I've been seeing this really amazing guy for about a month now and we wanted it to be exclusive but we arent bf and gf yet but i went out and screwed it all up because i totally went out with a friend and we ended up fooling around. Idk why i did it and i regret it so much. I feel like a terrible, discusting person and i feel so so bad. Every time something good happens in my life, i go and mess it up. Idk if i should tell him that i kind of screwed him over and lied to him... (pt 1)
I dont know whether to tell him and risk him not trusting me ever again, him hating me or him just totally ignoring me or if i should just ignore it completely. I know 100% that i will never do it again because it made me realize how much i truly like him. I just feel so guilty and so damn stupid and i dont know what to do (pt2) pls help
Yikes. I mean you basically have two options here -
Option 1: Easiest now, harder later. The first would be not to tell him. This doesn’t set up a great standard of communication in the relationship, and even though you guys aren’t committed so imo you didn’t technically do anything wrong, the fact that you’re stressing out enough to send this tells me that it could still be a problem later down the line, especially if he finds out.
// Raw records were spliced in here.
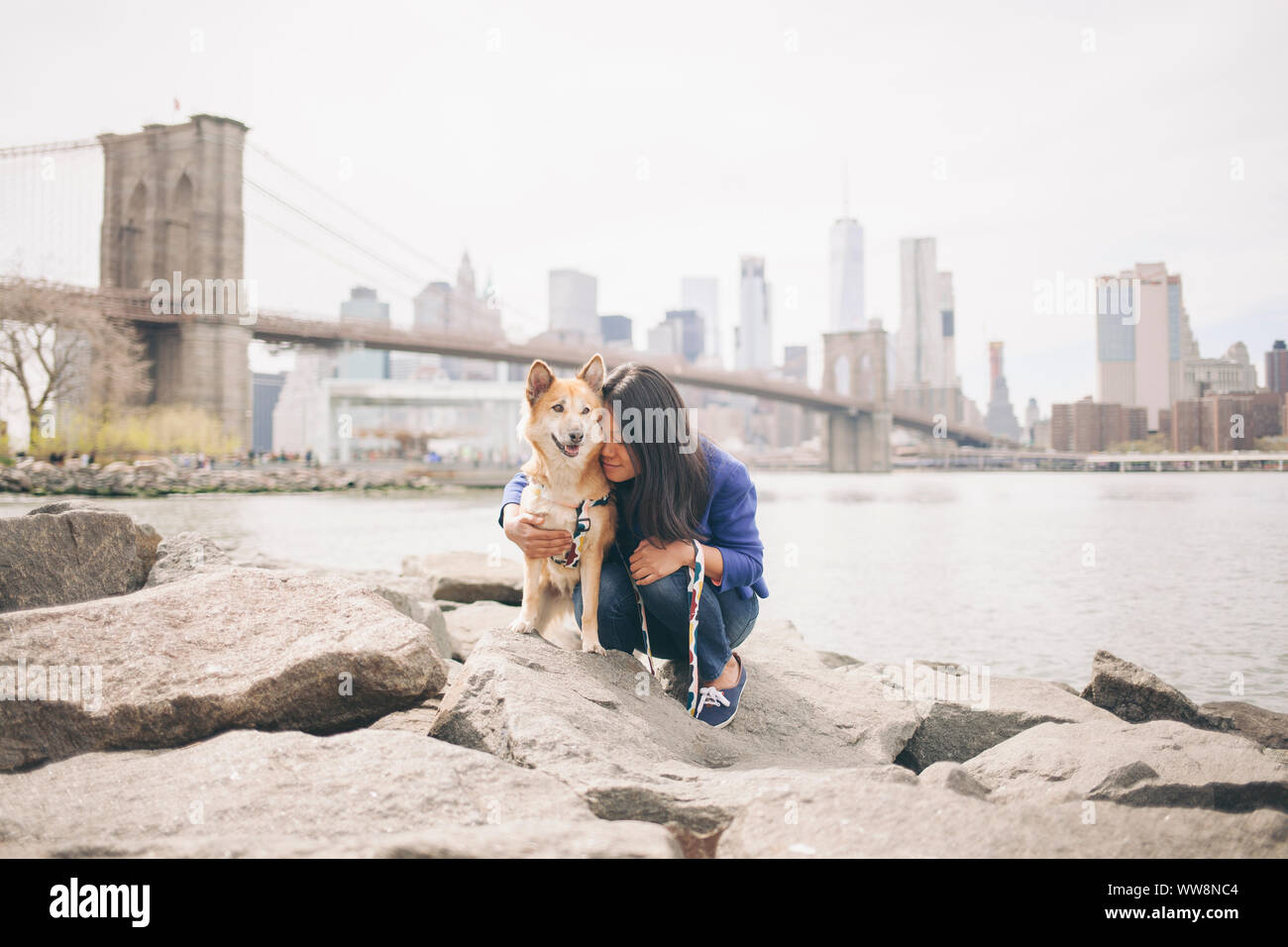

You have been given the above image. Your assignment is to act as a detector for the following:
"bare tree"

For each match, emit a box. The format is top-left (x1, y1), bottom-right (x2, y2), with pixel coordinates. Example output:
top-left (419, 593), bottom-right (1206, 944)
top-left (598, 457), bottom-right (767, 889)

top-left (0, 278), bottom-right (150, 447)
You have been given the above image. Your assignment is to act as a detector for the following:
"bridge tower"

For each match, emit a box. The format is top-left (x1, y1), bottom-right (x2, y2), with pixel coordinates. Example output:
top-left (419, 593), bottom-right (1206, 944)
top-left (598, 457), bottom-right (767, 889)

top-left (99, 115), bottom-right (252, 447)
top-left (823, 320), bottom-right (892, 473)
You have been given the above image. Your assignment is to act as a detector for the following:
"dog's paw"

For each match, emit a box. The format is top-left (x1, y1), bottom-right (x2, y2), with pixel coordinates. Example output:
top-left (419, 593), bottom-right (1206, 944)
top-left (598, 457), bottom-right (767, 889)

top-left (509, 618), bottom-right (537, 635)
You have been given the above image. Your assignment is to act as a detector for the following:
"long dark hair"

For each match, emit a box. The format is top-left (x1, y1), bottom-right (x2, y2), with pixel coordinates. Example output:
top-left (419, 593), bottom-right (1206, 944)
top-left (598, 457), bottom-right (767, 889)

top-left (604, 362), bottom-right (711, 546)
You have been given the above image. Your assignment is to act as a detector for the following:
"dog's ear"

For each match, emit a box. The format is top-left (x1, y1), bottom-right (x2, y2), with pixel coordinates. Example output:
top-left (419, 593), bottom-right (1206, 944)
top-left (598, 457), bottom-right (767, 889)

top-left (527, 359), bottom-right (555, 404)
top-left (577, 352), bottom-right (605, 393)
Option 2: Best in the long run. You could also just come clean. Tell him that you were scared to tell him because you didn’t want to lose him and that you made a mistake (even though you guys aren’t technically dating). This risks the possibility of losing him, but sets up a good standard of honesty and trust in the relationship if it continues. I honestly would prefer my partner to choose this if I were in his situation. Even though he could leave you, I don’t think there’s much good in setting up a relationship based on lies. You made the choice, and I think this is your best option if you want things to work out long-term w this guy.